Declines in the natural populations of several bumblebee species across Britain and Europe are an increasing cause for concern. In this study the habitat use of bumblebees was investigated on Salisbury Plain Training Area, the largest remaining area of unimproved chalk grassland in north-west Europe. Habitat characteristics influencing the overall abundance, species richness and foraging activity of bumblebees included the diversity and abundance of flowering plant species (particularly of favoured forage plants such as Trifolium pratense), vegetation structure and height.

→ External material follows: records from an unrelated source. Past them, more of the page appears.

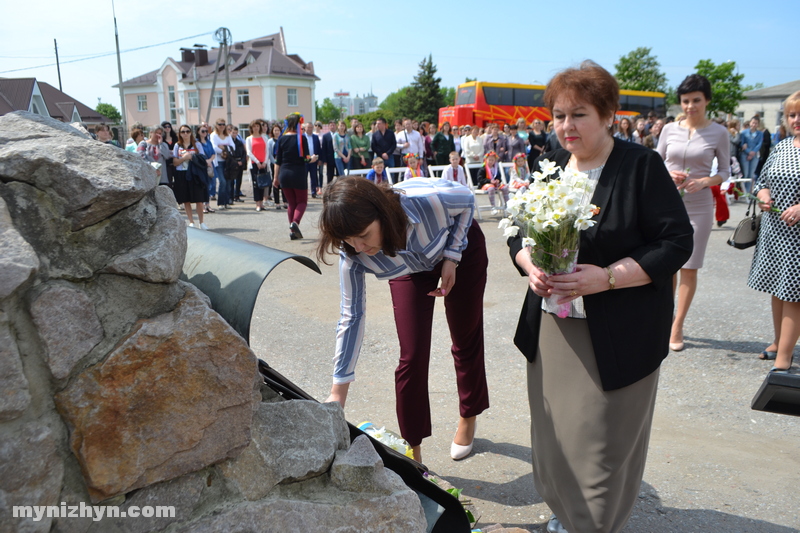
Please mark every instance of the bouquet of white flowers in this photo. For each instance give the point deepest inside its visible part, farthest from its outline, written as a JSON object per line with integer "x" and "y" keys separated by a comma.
{"x": 550, "y": 214}
{"x": 387, "y": 438}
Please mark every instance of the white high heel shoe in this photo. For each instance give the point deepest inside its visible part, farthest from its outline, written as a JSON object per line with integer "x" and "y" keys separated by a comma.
{"x": 458, "y": 452}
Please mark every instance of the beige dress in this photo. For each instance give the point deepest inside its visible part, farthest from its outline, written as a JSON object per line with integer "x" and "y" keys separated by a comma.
{"x": 588, "y": 445}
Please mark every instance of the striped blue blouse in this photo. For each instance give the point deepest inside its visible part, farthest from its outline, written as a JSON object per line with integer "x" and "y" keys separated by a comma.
{"x": 439, "y": 214}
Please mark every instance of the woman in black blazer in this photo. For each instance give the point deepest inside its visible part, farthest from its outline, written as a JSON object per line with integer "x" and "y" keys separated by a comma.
{"x": 592, "y": 377}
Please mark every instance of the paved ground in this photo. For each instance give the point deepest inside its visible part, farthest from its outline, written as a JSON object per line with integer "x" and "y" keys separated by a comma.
{"x": 714, "y": 464}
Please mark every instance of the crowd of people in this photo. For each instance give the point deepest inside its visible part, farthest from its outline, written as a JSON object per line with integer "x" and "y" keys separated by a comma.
{"x": 592, "y": 380}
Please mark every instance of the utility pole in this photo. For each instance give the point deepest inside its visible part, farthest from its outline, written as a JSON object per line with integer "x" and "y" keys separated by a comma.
{"x": 58, "y": 66}
{"x": 223, "y": 37}
{"x": 119, "y": 74}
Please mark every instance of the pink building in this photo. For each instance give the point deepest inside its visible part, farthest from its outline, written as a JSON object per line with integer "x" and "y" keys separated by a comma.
{"x": 266, "y": 82}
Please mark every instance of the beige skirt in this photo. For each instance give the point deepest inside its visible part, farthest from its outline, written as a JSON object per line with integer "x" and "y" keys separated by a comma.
{"x": 589, "y": 445}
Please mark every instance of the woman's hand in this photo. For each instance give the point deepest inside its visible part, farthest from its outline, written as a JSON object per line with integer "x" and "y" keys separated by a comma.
{"x": 790, "y": 216}
{"x": 537, "y": 279}
{"x": 587, "y": 279}
{"x": 766, "y": 199}
{"x": 448, "y": 279}
{"x": 678, "y": 177}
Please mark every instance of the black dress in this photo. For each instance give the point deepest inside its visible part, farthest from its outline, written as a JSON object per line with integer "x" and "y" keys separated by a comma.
{"x": 293, "y": 173}
{"x": 186, "y": 188}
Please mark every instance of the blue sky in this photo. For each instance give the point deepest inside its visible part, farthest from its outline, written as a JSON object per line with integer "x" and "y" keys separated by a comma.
{"x": 356, "y": 48}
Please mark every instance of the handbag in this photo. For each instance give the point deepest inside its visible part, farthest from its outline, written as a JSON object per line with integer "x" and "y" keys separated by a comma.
{"x": 746, "y": 233}
{"x": 263, "y": 178}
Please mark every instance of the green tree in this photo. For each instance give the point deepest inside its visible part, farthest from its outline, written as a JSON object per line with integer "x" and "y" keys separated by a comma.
{"x": 367, "y": 118}
{"x": 640, "y": 71}
{"x": 449, "y": 95}
{"x": 327, "y": 111}
{"x": 392, "y": 102}
{"x": 110, "y": 112}
{"x": 424, "y": 97}
{"x": 726, "y": 86}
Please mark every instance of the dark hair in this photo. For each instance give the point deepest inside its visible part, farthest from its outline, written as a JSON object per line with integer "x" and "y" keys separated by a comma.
{"x": 191, "y": 137}
{"x": 349, "y": 206}
{"x": 590, "y": 83}
{"x": 291, "y": 122}
{"x": 692, "y": 83}
{"x": 172, "y": 135}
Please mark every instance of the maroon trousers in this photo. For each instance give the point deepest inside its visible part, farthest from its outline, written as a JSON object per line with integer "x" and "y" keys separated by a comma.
{"x": 413, "y": 313}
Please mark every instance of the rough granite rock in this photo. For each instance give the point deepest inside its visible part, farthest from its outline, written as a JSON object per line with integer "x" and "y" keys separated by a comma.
{"x": 313, "y": 506}
{"x": 14, "y": 394}
{"x": 92, "y": 179}
{"x": 68, "y": 254}
{"x": 30, "y": 474}
{"x": 182, "y": 493}
{"x": 160, "y": 258}
{"x": 291, "y": 441}
{"x": 18, "y": 262}
{"x": 360, "y": 469}
{"x": 175, "y": 396}
{"x": 68, "y": 324}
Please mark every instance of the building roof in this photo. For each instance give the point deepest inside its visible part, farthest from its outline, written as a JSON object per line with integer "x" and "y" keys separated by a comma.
{"x": 17, "y": 92}
{"x": 264, "y": 56}
{"x": 776, "y": 91}
{"x": 15, "y": 95}
{"x": 59, "y": 103}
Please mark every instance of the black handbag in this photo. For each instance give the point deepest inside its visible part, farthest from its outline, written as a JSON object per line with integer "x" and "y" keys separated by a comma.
{"x": 263, "y": 178}
{"x": 746, "y": 233}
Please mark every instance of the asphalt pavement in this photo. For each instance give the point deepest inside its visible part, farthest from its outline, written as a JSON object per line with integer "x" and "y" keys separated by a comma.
{"x": 714, "y": 465}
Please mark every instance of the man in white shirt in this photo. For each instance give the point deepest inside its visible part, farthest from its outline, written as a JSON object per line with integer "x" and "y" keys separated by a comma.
{"x": 314, "y": 149}
{"x": 410, "y": 141}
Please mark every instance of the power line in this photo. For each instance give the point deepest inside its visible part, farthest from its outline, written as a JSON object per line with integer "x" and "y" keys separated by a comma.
{"x": 106, "y": 53}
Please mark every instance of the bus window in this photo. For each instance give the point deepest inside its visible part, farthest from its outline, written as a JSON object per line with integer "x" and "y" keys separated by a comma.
{"x": 466, "y": 96}
{"x": 529, "y": 97}
{"x": 498, "y": 95}
{"x": 640, "y": 104}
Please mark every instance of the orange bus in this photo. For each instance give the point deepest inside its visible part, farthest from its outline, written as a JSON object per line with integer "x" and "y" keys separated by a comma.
{"x": 479, "y": 103}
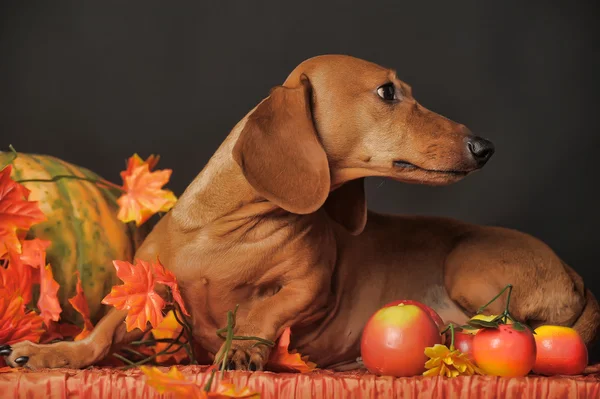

It is suggested that different Bombus species respond to these habitat characteristics depending on their specific foraging and nesting requirements, the case of Bombus humilis being especially relevant. The effects of several grassland management practices were considered in terms of their suitability for the conservation of bumblebee habitats. Cattle grazing was shown to be preferable to both sheep grazing and the absence of any management, although the timing and intensity of such grazing was important. Small-scale disturbances caused by vehicle activity were also of value in producing locally abundant forage resources in less intensively managed grasslands.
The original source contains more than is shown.